The first comes from Nashville's the Parting Gifts, the (possibly one-off?) collaboration between Reigning Sound's Greg Cartwright and the Ettes' Coco Hames. Their new album Strychnine Dandelion, just out on In the Red Records, is a 15-song blast of terrific garage pop, complete with a Jagger/Richards cover ("Walking through the Sleepy City") for good measure. The existence of the Parting Gifts raises the two important questions: 1) how many bands can Greg Cartwright be in, anyway? and 2) how more awesome can Coco Hames be? There's no shortage of great songs on Strychnine Dandelion, but album opener "Keep Walkin'" succinctly sums up the album's appeal: junky, punky garage riffing that gets straight to the point.
LISTEN:
The Parting Gifts - "Keep Walkin'"

The other song couldn't be more different: Bay Area band Birds and Batteries have come out with Panorama, a weird and wide-ranging album that, upon my first listen, sounded at times wispily experimental and other times ploddingly adult contempo.
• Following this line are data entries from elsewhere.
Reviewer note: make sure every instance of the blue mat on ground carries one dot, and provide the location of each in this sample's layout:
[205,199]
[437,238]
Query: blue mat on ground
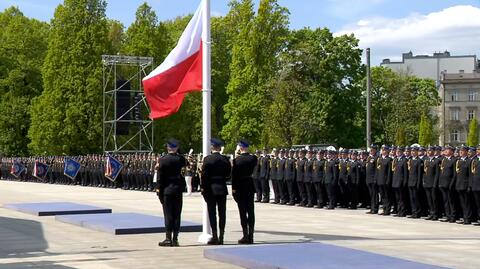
[56,208]
[125,223]
[308,255]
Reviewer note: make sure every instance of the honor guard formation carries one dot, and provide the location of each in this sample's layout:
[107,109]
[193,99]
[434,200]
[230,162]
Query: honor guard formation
[433,183]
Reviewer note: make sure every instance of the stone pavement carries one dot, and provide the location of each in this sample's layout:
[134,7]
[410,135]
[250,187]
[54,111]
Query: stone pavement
[28,241]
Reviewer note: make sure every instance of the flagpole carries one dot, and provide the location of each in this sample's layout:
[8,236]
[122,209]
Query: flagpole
[206,111]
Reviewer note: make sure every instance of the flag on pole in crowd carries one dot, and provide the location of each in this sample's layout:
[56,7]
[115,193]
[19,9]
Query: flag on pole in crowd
[71,168]
[180,73]
[17,168]
[40,170]
[112,168]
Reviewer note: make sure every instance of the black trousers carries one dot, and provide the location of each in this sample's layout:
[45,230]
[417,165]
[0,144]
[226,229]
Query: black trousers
[291,190]
[258,189]
[373,191]
[172,211]
[431,194]
[246,210]
[214,202]
[332,194]
[415,201]
[319,191]
[385,197]
[265,189]
[465,202]
[448,203]
[302,192]
[276,190]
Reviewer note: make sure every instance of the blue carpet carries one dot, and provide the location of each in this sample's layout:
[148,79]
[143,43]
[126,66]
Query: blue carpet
[56,208]
[308,256]
[125,223]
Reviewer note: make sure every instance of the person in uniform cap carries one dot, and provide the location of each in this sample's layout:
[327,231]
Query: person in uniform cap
[216,172]
[170,186]
[447,174]
[474,183]
[243,190]
[461,180]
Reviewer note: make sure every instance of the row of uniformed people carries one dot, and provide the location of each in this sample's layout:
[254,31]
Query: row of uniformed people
[413,181]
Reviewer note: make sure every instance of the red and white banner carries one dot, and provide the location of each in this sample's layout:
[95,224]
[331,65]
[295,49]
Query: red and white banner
[180,73]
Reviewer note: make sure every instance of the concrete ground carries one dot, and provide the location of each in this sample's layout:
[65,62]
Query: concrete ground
[28,241]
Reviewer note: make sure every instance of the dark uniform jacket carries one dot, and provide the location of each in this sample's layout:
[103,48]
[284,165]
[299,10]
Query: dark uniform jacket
[216,172]
[242,182]
[400,172]
[447,172]
[415,172]
[462,174]
[353,169]
[370,169]
[384,171]
[318,170]
[300,169]
[290,169]
[264,167]
[431,172]
[331,172]
[474,182]
[170,180]
[308,176]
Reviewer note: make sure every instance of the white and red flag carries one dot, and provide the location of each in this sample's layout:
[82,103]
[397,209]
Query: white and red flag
[180,73]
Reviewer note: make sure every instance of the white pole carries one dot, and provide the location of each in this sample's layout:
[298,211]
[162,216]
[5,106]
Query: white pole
[206,96]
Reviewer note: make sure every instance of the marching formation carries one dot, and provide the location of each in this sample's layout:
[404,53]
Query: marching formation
[437,183]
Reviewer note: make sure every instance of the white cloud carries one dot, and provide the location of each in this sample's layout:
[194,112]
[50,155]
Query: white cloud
[456,29]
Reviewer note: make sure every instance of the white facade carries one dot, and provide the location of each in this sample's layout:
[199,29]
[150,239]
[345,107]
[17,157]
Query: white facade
[432,67]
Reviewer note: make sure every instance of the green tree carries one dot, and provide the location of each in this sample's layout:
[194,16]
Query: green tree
[67,117]
[425,132]
[252,67]
[472,139]
[22,51]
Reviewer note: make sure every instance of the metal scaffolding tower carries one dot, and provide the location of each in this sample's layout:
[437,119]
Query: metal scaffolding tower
[126,130]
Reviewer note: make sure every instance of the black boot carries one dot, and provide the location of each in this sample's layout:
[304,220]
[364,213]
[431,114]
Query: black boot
[214,239]
[175,240]
[244,239]
[167,242]
[220,238]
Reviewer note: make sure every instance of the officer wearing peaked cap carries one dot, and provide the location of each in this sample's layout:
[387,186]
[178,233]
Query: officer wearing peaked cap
[216,171]
[170,186]
[243,190]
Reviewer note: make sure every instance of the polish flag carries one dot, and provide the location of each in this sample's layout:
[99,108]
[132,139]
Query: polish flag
[180,73]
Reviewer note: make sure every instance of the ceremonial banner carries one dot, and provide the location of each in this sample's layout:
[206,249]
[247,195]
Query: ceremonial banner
[71,168]
[112,168]
[40,170]
[17,169]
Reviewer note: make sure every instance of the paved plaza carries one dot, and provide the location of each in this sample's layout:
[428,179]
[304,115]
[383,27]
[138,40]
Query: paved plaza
[28,241]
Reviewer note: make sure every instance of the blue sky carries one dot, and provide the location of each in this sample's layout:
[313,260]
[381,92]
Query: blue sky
[342,16]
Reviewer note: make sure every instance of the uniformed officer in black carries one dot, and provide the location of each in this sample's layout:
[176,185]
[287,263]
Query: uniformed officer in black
[243,190]
[415,177]
[383,176]
[216,172]
[474,183]
[462,169]
[170,186]
[447,173]
[370,179]
[431,172]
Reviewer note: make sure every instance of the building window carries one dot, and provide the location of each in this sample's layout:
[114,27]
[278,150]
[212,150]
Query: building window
[454,114]
[472,95]
[471,114]
[454,96]
[454,136]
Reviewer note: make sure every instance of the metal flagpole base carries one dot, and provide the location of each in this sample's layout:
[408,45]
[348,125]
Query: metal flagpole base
[207,230]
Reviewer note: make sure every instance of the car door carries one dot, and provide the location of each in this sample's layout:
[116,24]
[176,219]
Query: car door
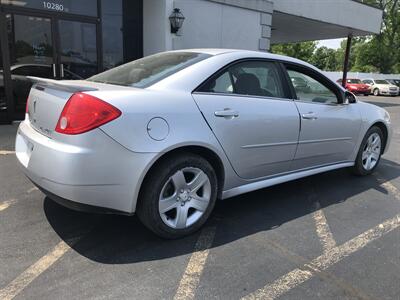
[329,129]
[248,108]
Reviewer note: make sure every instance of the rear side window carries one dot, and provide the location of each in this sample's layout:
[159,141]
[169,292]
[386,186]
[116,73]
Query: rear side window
[149,70]
[310,89]
[253,78]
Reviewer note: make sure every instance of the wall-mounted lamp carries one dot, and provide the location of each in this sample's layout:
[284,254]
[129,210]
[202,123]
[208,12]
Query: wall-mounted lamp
[176,19]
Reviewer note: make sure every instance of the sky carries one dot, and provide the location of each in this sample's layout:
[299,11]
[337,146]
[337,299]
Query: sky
[334,44]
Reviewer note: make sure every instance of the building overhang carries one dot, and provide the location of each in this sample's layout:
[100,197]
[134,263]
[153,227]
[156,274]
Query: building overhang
[296,21]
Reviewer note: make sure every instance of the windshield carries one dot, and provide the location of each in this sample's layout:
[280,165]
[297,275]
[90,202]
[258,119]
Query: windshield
[149,70]
[353,81]
[381,82]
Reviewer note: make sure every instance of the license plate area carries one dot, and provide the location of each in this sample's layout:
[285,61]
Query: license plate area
[23,149]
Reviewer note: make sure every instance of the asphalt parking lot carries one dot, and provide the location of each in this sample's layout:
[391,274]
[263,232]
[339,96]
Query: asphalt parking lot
[330,236]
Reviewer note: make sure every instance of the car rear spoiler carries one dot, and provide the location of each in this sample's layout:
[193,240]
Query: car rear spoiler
[42,83]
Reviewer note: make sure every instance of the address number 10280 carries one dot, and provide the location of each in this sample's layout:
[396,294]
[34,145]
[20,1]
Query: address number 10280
[53,6]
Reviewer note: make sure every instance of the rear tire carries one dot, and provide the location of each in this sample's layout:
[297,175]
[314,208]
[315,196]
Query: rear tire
[170,202]
[370,152]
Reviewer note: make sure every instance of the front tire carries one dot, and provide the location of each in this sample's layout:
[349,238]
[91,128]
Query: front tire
[370,151]
[178,196]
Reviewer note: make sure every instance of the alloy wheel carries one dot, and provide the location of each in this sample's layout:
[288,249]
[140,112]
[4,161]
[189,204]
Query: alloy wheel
[371,152]
[184,198]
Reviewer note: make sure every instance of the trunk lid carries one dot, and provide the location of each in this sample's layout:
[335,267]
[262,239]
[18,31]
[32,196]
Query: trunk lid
[48,97]
[46,102]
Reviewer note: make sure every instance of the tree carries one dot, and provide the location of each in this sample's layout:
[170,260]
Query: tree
[379,53]
[325,59]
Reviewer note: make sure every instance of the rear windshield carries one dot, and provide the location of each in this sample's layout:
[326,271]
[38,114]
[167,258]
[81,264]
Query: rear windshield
[353,81]
[381,82]
[149,70]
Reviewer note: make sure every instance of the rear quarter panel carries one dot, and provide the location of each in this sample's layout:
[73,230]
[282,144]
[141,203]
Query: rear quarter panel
[187,126]
[370,115]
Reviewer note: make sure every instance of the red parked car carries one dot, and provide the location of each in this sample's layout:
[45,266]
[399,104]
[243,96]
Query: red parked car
[356,86]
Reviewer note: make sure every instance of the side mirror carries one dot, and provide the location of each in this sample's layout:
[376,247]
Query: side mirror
[349,98]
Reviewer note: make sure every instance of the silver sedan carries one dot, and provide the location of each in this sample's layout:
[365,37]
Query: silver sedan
[166,135]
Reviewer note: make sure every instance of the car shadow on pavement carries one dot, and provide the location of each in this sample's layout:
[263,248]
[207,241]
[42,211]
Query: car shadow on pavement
[113,239]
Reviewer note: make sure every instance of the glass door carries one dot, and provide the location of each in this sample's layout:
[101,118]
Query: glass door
[31,51]
[45,45]
[78,55]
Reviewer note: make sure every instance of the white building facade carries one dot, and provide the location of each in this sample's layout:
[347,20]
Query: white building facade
[254,24]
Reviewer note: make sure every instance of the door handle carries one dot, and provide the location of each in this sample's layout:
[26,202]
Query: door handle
[227,113]
[309,116]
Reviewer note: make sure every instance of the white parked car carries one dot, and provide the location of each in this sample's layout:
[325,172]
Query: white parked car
[381,87]
[166,135]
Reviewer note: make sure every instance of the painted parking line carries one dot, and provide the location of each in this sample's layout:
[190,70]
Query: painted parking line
[6,204]
[191,277]
[6,152]
[321,263]
[32,190]
[389,187]
[322,228]
[30,274]
[349,289]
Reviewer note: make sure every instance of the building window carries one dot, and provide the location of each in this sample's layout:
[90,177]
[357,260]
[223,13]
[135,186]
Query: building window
[122,26]
[112,33]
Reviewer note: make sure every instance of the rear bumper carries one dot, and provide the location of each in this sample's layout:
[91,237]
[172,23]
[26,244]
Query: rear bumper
[89,169]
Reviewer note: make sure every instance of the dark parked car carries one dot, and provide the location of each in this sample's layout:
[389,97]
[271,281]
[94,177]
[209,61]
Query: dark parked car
[395,82]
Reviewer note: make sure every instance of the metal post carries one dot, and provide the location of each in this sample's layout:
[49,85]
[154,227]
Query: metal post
[346,59]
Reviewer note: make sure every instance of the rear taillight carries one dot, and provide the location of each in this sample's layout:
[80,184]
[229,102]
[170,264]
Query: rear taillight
[27,106]
[84,112]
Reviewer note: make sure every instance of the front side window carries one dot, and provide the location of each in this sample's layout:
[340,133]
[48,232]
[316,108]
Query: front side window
[253,78]
[311,90]
[149,70]
[354,81]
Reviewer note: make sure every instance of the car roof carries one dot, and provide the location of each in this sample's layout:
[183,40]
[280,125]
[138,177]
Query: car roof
[246,54]
[13,67]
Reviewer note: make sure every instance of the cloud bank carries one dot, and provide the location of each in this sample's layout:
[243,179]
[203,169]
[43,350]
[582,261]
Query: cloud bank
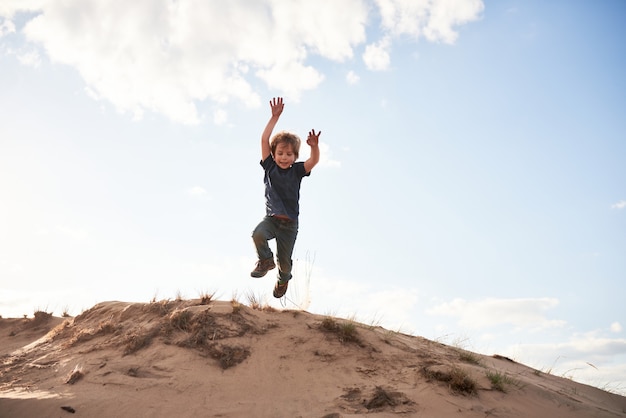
[168,56]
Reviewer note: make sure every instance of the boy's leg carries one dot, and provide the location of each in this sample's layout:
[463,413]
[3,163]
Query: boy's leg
[285,242]
[264,231]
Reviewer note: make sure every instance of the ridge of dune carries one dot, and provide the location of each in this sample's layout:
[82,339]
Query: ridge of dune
[202,358]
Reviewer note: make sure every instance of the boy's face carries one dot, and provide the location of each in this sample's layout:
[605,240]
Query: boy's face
[284,155]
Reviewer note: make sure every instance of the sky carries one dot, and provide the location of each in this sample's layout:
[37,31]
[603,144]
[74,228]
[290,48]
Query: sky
[471,189]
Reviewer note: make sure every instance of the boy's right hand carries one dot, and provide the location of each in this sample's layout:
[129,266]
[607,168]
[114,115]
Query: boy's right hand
[277,106]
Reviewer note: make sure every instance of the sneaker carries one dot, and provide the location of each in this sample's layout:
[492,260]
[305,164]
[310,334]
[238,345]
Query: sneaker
[280,288]
[262,267]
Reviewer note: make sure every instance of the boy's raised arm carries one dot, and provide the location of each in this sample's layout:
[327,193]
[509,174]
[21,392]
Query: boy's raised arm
[277,108]
[313,142]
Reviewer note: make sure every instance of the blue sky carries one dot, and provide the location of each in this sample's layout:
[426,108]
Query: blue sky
[472,187]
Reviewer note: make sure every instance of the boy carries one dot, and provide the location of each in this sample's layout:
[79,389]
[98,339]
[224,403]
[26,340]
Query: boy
[282,194]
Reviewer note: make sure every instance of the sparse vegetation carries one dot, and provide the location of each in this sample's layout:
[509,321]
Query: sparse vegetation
[206,297]
[469,357]
[41,317]
[181,320]
[458,380]
[228,356]
[346,331]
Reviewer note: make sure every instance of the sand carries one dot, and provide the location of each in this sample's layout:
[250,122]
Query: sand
[202,358]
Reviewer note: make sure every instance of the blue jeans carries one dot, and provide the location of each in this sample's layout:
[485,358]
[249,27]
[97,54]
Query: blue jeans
[285,232]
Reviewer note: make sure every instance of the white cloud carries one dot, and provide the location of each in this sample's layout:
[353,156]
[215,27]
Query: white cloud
[30,59]
[432,19]
[352,78]
[167,56]
[376,56]
[523,312]
[220,117]
[619,205]
[6,27]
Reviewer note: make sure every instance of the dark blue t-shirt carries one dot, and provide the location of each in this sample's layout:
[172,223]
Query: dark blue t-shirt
[282,188]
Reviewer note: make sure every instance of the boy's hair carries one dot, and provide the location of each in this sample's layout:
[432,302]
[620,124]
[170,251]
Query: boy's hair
[284,137]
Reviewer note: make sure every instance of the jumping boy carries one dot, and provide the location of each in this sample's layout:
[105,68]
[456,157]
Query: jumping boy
[283,176]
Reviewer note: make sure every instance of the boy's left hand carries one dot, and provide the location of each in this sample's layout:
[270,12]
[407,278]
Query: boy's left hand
[313,138]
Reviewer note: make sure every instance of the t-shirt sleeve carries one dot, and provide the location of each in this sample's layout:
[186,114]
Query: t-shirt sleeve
[267,163]
[300,170]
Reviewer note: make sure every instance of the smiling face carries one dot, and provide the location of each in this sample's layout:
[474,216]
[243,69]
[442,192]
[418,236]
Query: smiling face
[284,155]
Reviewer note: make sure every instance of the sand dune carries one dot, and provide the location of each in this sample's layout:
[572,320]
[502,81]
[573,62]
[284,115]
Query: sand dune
[221,359]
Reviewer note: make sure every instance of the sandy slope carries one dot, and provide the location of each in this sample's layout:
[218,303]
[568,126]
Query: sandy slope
[219,359]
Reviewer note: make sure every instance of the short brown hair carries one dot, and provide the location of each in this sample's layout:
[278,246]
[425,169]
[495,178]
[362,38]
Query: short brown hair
[284,137]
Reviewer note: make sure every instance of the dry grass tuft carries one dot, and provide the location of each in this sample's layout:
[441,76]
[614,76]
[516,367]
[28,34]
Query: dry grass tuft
[457,379]
[345,331]
[228,356]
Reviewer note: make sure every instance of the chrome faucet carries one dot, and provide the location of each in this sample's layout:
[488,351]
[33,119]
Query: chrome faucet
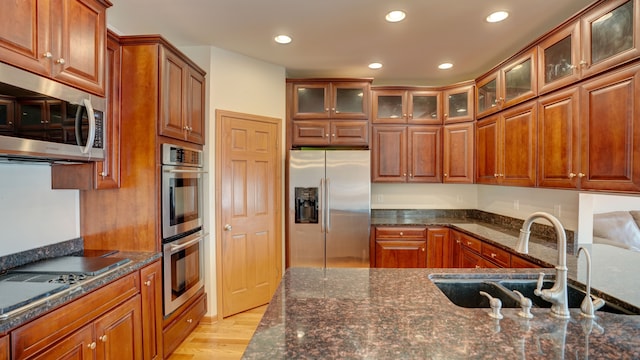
[557,295]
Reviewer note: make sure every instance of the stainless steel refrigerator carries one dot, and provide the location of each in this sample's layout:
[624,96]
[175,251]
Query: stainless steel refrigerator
[329,208]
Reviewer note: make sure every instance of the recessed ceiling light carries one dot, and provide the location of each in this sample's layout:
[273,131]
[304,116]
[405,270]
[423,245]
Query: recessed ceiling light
[497,16]
[282,39]
[395,16]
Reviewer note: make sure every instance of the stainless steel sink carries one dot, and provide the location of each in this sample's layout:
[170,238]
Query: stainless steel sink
[465,292]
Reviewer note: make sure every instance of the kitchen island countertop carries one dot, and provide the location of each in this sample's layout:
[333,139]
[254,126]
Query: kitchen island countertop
[401,314]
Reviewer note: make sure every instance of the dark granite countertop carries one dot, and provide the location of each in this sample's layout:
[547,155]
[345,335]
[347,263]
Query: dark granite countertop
[401,314]
[22,315]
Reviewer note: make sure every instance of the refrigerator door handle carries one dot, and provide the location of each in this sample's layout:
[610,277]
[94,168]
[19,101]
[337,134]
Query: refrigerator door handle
[321,201]
[328,211]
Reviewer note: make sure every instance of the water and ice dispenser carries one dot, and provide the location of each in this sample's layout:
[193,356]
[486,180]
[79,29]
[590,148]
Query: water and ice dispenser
[306,203]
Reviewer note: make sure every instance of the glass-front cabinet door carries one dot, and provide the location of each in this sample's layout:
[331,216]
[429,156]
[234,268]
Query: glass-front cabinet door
[559,58]
[458,104]
[487,100]
[336,100]
[424,107]
[518,80]
[610,35]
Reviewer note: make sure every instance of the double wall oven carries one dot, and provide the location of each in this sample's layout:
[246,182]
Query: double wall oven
[182,232]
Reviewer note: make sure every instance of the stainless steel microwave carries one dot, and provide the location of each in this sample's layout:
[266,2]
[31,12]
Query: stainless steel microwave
[41,119]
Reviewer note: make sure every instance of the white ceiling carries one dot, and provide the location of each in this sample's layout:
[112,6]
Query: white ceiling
[339,38]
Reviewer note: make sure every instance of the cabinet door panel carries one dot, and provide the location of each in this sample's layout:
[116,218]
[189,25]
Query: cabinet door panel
[519,164]
[458,153]
[558,141]
[389,154]
[611,132]
[401,254]
[487,140]
[118,334]
[425,154]
[24,34]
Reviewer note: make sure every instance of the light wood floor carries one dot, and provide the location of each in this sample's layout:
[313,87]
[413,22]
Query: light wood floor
[224,339]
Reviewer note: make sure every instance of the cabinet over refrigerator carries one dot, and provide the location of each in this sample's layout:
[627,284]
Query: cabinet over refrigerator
[329,208]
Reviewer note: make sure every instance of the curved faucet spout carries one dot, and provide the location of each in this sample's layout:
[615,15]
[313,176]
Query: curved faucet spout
[557,295]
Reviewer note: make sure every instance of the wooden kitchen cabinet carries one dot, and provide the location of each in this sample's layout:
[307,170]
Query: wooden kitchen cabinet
[103,174]
[62,40]
[151,314]
[506,147]
[329,99]
[439,248]
[180,326]
[458,103]
[602,38]
[512,84]
[400,246]
[407,153]
[182,98]
[395,105]
[457,153]
[327,132]
[4,347]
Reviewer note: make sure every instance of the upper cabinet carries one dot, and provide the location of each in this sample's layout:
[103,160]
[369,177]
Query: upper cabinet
[63,40]
[406,106]
[182,100]
[330,100]
[458,103]
[605,36]
[511,84]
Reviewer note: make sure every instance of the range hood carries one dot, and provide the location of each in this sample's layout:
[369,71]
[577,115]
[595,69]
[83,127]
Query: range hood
[43,120]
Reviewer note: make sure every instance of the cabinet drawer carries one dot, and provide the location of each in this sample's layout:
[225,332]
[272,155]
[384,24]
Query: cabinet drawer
[404,232]
[49,328]
[497,255]
[471,242]
[183,325]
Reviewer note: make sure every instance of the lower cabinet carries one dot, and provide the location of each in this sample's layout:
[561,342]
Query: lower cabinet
[177,330]
[400,246]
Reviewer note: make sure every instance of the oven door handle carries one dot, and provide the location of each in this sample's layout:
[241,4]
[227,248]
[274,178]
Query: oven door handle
[176,248]
[174,171]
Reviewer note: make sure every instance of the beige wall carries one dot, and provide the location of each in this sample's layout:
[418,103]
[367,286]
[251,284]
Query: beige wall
[241,84]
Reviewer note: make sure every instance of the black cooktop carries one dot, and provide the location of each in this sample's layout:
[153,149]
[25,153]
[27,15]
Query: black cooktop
[73,265]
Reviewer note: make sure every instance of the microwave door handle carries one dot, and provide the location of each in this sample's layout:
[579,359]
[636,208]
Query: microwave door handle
[175,171]
[175,248]
[92,126]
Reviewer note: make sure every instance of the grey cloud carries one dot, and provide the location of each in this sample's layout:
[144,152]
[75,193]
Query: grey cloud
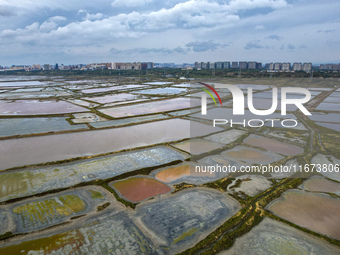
[6,12]
[326,31]
[146,51]
[253,45]
[274,37]
[205,46]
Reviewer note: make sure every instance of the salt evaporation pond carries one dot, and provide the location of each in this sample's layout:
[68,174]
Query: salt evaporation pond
[322,185]
[272,237]
[137,189]
[273,145]
[197,146]
[150,107]
[35,107]
[317,212]
[35,150]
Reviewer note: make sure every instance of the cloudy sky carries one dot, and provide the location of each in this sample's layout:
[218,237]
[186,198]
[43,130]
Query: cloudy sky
[83,31]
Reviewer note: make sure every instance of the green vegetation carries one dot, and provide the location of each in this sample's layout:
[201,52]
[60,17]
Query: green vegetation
[49,208]
[96,194]
[6,236]
[221,184]
[102,207]
[250,215]
[185,234]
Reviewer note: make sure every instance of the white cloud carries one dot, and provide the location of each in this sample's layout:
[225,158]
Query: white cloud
[129,3]
[89,16]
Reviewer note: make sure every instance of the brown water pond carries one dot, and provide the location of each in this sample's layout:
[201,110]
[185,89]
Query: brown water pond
[273,145]
[197,146]
[317,212]
[35,107]
[322,185]
[152,107]
[137,189]
[249,155]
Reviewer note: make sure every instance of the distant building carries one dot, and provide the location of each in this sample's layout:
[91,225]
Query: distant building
[243,65]
[218,65]
[225,65]
[36,67]
[46,67]
[252,65]
[234,64]
[258,65]
[211,65]
[285,67]
[307,67]
[277,66]
[297,66]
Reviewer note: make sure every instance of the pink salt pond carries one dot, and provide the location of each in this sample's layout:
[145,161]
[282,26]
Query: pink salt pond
[137,189]
[175,173]
[273,145]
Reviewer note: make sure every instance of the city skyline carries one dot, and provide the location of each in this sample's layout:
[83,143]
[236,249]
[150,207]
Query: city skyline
[180,31]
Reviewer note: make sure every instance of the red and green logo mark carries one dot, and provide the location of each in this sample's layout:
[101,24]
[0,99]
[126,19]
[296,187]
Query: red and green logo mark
[209,93]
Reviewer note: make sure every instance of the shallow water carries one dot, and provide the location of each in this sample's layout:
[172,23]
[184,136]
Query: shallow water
[273,145]
[24,126]
[161,91]
[330,117]
[112,98]
[317,212]
[328,107]
[150,107]
[322,185]
[35,107]
[137,189]
[197,146]
[333,126]
[34,150]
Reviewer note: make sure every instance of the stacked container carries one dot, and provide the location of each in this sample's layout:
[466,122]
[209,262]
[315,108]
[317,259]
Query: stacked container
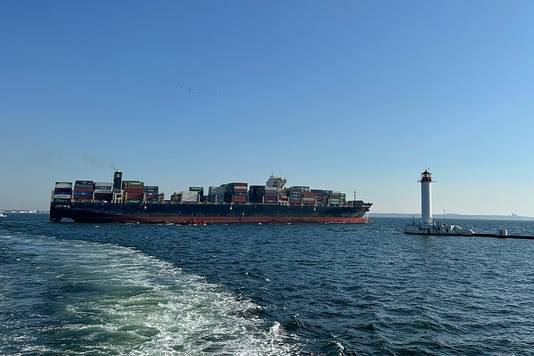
[103,191]
[62,191]
[336,199]
[308,198]
[200,192]
[296,194]
[134,191]
[189,197]
[256,193]
[83,190]
[151,192]
[216,194]
[236,193]
[117,181]
[271,195]
[321,196]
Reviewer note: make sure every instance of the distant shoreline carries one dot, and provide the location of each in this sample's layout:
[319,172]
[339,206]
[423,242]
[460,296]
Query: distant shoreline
[454,216]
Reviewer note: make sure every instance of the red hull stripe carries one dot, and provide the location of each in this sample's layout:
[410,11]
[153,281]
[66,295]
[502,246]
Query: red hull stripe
[235,220]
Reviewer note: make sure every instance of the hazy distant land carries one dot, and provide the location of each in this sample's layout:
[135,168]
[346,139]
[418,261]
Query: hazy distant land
[453,216]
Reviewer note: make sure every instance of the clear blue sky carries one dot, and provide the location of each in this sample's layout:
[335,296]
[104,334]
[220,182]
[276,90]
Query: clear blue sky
[335,94]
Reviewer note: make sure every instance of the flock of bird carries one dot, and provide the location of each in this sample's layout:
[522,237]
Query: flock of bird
[194,91]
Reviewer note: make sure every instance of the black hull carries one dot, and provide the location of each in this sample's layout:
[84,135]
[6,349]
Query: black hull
[205,213]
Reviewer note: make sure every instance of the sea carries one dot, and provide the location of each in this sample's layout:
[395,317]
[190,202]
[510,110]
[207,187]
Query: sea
[300,289]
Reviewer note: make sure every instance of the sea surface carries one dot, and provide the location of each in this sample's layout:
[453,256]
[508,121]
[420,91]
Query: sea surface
[262,289]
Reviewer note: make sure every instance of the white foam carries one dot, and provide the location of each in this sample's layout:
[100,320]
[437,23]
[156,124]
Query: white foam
[148,306]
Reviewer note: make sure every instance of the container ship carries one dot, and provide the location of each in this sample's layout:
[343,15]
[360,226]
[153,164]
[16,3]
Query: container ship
[130,201]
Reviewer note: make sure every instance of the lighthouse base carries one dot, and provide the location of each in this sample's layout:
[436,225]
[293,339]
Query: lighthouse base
[437,229]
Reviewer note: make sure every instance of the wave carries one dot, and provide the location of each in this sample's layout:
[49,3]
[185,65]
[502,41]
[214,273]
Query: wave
[88,297]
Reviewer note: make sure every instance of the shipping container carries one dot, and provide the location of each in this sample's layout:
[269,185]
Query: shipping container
[117,181]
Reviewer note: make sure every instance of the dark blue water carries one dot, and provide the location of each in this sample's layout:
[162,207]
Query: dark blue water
[262,289]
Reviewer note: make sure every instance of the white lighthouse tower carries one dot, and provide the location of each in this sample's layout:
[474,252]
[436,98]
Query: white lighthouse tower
[426,198]
[427,225]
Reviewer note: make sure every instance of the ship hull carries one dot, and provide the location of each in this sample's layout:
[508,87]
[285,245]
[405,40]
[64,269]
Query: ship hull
[205,213]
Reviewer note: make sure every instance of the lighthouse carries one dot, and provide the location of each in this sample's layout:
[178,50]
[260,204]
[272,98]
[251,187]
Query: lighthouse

But then there's this amazing song, "Strange Kind of Mirror," which almost doesn't work at all—but, in fact, it totally does. That chipping drumbeat seems at odds with the languid melody, and that vocal is located somewhere uncomfortably between Rick Danko and Trey Anastasio. But good god, what a song, and what a sneaky way it tangles itself around your heart. Supposedly the song was written while frontman Mike Sempert watched a friend's wedding and noticed how similar the bride and groom were. An odd sentiment, to be sure, but a weirdly affecting one. I'll be listening back over the rest of Panorama with a careful ear, to find moments as good as this one. I expect I'll find some.
LISTEN:
Birds and Batteries - "Strange Kind of Mirror"
Neither Birds and Batteries nor the Parting Gifts currently have Portland dates on their tour schedules.